2017 年 40 巻 1 号 p. 49-53
Complications of surgery for chronic subdural hematoma include such as acute subdural hematoma, pneumocephalus and subdural abscess. We report a case of chronic subdural hematoma that was difficult to diagnose and treat. The patient was an 87-year-old man who had fallen one day. Two months later, he developed right hemiparesis, and was taken to our hospital by ambulance. The diagnosis was chronic subdural hematoma, and he underwent burr-hole irrigation. Right hemiparesis had improved after the operation, but he became aware of clumsiness of the right hand on the third postoperative day. Subsequently, he additionally developed aphasia, and head CT performed on the 6th postoperative day demonstrated a convex lens-shaped hematoma. Therefore, he underwent craniotomy and hematoma evacuation with a diagnosis of acute epidural hematoma. However, no epidural hematoma was observed intraoperatively. When the dura mater was dissected, a chronic subdural hematoma was seen.
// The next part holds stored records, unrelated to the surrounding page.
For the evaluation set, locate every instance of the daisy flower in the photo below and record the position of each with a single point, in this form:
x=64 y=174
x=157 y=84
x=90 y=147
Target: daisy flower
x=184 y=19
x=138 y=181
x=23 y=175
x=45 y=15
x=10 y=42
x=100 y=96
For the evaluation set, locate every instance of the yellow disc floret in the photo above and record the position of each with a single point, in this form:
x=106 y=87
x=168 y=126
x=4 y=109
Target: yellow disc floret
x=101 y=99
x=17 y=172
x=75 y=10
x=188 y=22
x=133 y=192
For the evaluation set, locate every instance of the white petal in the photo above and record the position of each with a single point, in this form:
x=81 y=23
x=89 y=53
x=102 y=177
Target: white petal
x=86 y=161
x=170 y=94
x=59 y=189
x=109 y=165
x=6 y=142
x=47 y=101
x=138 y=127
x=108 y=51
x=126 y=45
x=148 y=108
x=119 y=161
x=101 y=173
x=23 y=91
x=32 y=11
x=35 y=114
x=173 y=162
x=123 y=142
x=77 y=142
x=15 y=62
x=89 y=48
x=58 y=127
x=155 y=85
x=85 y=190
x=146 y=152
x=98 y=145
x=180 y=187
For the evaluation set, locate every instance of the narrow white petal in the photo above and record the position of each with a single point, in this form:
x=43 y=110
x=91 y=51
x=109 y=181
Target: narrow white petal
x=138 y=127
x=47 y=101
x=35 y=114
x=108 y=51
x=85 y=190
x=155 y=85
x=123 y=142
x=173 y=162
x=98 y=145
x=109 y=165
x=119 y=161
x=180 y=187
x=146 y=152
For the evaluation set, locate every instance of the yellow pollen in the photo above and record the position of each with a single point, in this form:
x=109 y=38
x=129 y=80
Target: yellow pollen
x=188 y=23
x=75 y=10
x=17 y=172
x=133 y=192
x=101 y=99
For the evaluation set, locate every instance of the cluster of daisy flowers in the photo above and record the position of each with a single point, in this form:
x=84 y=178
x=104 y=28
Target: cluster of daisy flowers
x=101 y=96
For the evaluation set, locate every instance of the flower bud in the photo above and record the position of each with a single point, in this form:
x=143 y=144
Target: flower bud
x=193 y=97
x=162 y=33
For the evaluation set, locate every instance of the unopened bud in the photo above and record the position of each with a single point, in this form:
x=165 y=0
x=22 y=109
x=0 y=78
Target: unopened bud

Beneath the chronic subdural hematoma, there was a previous chronic subdural hematoma. We removed it as much as possible and the operation was finished. One month later, he developed right paresis and aphasia again so we performed burr-hole irrigation. The subsequent progress was good.
On the CT image, subdural hematoma that appeared outside the previous chronic subdural hematoma capsule should be carefully distinguished from acute epidural hematoma and acute subdural hematoma, which is a postoperative complication of chronic subdural hematoma.